Through strategic partnerships and collaborations with artists from an array of disciplines and backgrounds, HRC has been able to connect with audiences whose lived experiences we attempt to elevate during celebrations such as Asian American and Pacific Islander/Native Hawaiian Heritage Month. We partnered with interdisciplinary artist Lehuauakea as part of our AANHPI Heritage Month celebration in May.

 

Lehuauakea, a māhū Native Hawaiian artist and kapa maker, explores the relationships between culture and land, observing the significance that location plays in the beauty of heritage and history. To help us honor AANHPI Heritage Month, and to visually encapsulate the joy of celebrating diversity, Lehuauakea provided artwork that speaks to and beyond AANHPI communities. We talked to Lehuauakea about this and other aspects of their work while also discussing the importance of queer intersectionality within progressive movements like the fight for LGBTQ+ equality:

 

HRC’s collaborative partnerships with artists of various mediums intends to elevate the experience of living within the intersections of LGBTQ+ identities with other identities.
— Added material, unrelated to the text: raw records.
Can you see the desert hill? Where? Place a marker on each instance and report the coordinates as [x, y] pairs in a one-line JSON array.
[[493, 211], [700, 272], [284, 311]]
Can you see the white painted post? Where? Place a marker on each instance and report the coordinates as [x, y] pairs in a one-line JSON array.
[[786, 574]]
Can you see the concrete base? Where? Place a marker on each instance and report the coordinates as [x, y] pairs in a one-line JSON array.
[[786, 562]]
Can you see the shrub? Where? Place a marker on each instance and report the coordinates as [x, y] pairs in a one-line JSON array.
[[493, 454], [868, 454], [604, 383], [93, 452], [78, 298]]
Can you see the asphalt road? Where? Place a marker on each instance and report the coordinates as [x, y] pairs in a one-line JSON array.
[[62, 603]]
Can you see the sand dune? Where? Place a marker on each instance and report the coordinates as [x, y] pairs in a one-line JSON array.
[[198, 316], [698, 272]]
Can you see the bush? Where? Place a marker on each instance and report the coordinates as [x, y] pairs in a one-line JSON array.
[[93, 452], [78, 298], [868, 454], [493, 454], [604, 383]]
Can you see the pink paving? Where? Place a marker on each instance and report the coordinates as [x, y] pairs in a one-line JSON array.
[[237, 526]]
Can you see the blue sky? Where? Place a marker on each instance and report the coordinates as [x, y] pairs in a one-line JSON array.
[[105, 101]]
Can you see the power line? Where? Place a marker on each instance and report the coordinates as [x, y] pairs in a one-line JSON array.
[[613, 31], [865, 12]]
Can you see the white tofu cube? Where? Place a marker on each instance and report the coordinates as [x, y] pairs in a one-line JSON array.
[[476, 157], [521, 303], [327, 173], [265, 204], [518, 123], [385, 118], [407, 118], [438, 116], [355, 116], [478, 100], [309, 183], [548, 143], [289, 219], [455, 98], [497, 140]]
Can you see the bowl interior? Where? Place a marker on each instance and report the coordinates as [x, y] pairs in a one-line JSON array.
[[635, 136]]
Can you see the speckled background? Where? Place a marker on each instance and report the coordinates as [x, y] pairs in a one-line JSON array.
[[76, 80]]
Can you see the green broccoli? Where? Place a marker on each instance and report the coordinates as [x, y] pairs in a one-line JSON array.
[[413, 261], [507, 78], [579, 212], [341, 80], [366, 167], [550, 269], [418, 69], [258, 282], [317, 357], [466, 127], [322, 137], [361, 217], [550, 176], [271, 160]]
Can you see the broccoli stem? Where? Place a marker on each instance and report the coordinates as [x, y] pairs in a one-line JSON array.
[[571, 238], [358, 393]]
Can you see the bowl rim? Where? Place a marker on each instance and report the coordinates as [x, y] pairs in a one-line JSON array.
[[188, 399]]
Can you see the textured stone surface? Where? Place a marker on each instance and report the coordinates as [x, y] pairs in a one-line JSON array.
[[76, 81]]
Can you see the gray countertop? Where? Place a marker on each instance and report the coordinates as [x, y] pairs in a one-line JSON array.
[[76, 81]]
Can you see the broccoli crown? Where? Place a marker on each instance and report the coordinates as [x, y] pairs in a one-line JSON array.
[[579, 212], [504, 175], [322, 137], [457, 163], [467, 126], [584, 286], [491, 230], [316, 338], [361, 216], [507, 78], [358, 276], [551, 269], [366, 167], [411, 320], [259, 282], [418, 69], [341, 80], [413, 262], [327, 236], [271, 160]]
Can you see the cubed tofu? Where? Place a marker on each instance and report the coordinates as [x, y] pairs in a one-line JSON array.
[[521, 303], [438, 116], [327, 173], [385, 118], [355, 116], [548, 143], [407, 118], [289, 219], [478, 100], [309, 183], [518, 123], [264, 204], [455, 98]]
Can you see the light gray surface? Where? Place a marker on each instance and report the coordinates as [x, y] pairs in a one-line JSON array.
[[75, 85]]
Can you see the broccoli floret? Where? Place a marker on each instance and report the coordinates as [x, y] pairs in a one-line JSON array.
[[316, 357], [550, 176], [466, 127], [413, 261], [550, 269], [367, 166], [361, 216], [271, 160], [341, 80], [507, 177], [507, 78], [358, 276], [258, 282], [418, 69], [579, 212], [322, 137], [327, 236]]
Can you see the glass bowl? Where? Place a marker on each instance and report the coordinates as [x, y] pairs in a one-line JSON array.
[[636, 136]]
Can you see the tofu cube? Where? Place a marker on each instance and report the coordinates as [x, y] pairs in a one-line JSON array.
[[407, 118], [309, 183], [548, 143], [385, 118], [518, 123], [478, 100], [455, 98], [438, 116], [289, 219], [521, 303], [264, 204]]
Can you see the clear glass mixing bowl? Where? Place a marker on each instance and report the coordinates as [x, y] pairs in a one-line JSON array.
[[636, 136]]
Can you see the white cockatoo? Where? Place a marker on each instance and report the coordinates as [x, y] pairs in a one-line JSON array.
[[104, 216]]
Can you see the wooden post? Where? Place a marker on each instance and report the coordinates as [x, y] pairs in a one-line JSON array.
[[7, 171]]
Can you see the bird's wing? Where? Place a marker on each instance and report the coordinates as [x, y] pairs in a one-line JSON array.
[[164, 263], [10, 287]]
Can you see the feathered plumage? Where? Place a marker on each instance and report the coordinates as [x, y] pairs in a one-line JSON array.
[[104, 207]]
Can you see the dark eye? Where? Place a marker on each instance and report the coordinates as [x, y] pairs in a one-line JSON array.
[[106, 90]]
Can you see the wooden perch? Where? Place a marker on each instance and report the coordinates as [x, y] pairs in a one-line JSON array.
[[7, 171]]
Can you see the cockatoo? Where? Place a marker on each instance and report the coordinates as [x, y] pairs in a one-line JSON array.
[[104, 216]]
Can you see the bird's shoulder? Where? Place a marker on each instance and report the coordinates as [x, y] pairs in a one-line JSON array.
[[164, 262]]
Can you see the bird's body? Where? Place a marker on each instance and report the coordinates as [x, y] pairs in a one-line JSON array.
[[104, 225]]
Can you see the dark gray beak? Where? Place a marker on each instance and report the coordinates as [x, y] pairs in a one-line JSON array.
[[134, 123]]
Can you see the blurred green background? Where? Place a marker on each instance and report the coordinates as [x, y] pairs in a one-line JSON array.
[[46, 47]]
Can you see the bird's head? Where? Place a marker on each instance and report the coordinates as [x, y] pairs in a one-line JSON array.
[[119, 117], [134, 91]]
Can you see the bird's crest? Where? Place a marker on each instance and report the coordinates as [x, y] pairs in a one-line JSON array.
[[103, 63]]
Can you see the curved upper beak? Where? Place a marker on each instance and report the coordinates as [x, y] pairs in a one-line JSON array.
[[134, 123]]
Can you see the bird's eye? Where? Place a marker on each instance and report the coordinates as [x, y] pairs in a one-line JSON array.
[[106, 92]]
How did your artistic partnership with HRC help you showcase your experiences as an artist, as a queer individual and Native Hawaiian?

 

As a māhū, which means non-binary or queer, Native Hawaiian artist, all of these identities are inseparable from each other and each plays a role to inform the work I create. Through this collaboration, I was able to elevate the voices of Native Hawaiians and Pacific Islanders, who are often overlooked within the AANHPI or API acronyms, while also paying tribute to the roles that queer individuals have held within our communities, both historically and today. In Native Hawaiian culture, māhū and queer visibility is something that has much more ground to cover, even though we have made considerable strides forward in recent years. With this work, I honor those who have come before me, my ancestors still living and those who have passed on, without whom I wouldn’t be able to create or confidently know my own identity in the ways I do now.

 

How often do elements of queer life help comprise your artistic work? As a queer artist yourself, can you describe how queer experiences are manifested in your work, either intentionally or subconsciously?

 

Within my practice, I often see my māhū and queer identity coming forth in the ways that I intentionally approach the traditions that comprise kapa-making, or bark cloth. In the past, beating kapa was typically reserved for the women in a community, while the painting of the finished cloth as well as the tool-making required for the process was completed by the men. Those who were māhū, individuals who embodied both masculine and feminine energies, were likely allowed to do all of these tasks, as they were granted the ability to move throughout spaces that were otherwise under spiritual restrictions to non-māhū. As a whole, not only am I working to revive kapa-making, a practice that was nearly lost to colonization; but I also aim to reclaim our traditional queer identities that were highly stigmatized after religious missionary contact in the early 1800s.